06:00 AM PDT on Saturday, October 4, 2008

Associated Press

EUGENE, Ore. (AP) -- The woods will turn orange all of a sudden on Saturday as Oregon hunters take up their rifles and take to the woods in search of deer.

It appears that after a generation of declining numbers, the number of deer hunters in Oregon is on the way up.

The number of deer hunters declined for 25 years, from 317,473 in 1981 to 171,680 in 2005.

Sean Christensen/KTVB.COM

In 2007, hunter numbers had rebounded by about 10 percent, to 188,870.

Elk hunting activity was also up, for the third year in a row.

It's estimated deer hunters spend a million days each fall in search of game.

Their chances of bagging a deer this year will be about the same as those in 2007, the Oregon Department of Fish and Wildlife says.

Last year, the weather was favorable, the Fall Hunting Forecast says, and 36 percent of the hunters who drew Eastern Oregon mule deer tags got their venison, while 21 percent of those who participated in black-tailed deer hunts on the west side filled tags.

In the winter, biologists worried that heavy snows in some areas would hurt deer and elk herds.

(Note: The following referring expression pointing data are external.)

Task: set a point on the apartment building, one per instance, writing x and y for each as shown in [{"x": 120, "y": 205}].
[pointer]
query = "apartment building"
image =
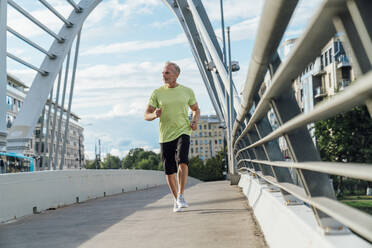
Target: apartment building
[
  {"x": 328, "y": 74},
  {"x": 37, "y": 148},
  {"x": 208, "y": 139}
]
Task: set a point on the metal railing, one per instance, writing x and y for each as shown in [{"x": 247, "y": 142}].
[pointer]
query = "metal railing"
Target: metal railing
[
  {"x": 255, "y": 142},
  {"x": 39, "y": 99}
]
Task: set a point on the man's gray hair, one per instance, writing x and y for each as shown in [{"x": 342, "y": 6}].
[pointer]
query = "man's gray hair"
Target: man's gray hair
[{"x": 175, "y": 66}]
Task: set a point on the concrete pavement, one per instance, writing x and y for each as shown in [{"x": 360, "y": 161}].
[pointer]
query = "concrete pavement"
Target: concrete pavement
[{"x": 218, "y": 216}]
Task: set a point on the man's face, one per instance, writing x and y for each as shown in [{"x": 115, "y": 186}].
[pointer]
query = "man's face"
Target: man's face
[{"x": 169, "y": 74}]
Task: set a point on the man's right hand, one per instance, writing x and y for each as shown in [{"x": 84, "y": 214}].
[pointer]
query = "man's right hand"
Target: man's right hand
[{"x": 158, "y": 112}]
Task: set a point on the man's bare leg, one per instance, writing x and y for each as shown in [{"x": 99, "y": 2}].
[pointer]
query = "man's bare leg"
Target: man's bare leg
[
  {"x": 172, "y": 183},
  {"x": 183, "y": 172}
]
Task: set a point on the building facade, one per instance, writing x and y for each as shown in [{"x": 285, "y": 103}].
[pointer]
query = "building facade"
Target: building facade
[
  {"x": 37, "y": 148},
  {"x": 208, "y": 139}
]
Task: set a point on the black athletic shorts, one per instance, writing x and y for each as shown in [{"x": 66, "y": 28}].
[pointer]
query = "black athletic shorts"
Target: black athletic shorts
[{"x": 175, "y": 152}]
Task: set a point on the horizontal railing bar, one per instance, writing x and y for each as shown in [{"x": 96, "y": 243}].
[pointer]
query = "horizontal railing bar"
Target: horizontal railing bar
[
  {"x": 357, "y": 220},
  {"x": 211, "y": 48},
  {"x": 28, "y": 41},
  {"x": 77, "y": 8},
  {"x": 34, "y": 20},
  {"x": 270, "y": 32},
  {"x": 352, "y": 170},
  {"x": 354, "y": 95},
  {"x": 56, "y": 13},
  {"x": 42, "y": 72},
  {"x": 305, "y": 51}
]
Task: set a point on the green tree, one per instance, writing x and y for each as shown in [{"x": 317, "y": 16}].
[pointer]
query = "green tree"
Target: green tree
[{"x": 347, "y": 137}]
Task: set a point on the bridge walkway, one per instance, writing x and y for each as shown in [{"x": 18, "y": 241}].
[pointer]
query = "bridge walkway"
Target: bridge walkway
[{"x": 218, "y": 216}]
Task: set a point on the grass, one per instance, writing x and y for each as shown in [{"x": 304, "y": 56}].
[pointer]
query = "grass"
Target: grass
[{"x": 363, "y": 202}]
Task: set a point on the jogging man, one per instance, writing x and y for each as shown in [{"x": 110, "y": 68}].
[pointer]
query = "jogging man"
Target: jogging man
[{"x": 170, "y": 103}]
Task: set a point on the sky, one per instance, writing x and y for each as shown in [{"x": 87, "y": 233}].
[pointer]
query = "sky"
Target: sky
[{"x": 124, "y": 45}]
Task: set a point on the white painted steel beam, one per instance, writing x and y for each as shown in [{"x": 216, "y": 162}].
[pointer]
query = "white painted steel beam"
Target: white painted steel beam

But spring counts indicated otherwise.

"Generally, herds fared the winter well," the report says. And "a late, wet spring provided meant good growing conditions and lots of food through early summer."

The opening of the rifle deer season is followed by a flurry of other general season hunts that begin over the next two months.

Those include upland game bird and waterfowl seasons as well as five different elk hunts two in Eastern Oregon, two in Western Oregon and one along the spine of the Cascade Range.

Last year, the success rates among elk hunters averaged 16 percent statewide last fall, with 18 percent of tag holders in the limited-entry Rocky Mountain Elk areas of Eastern Oregon getting their elk, compared with 12 percent success posted by Roosevelt elk hunters.

The Hunting Forecast's "top tip" for elk hunters is "get off your ATV and get off the roads -- elk in particular will stay away from them."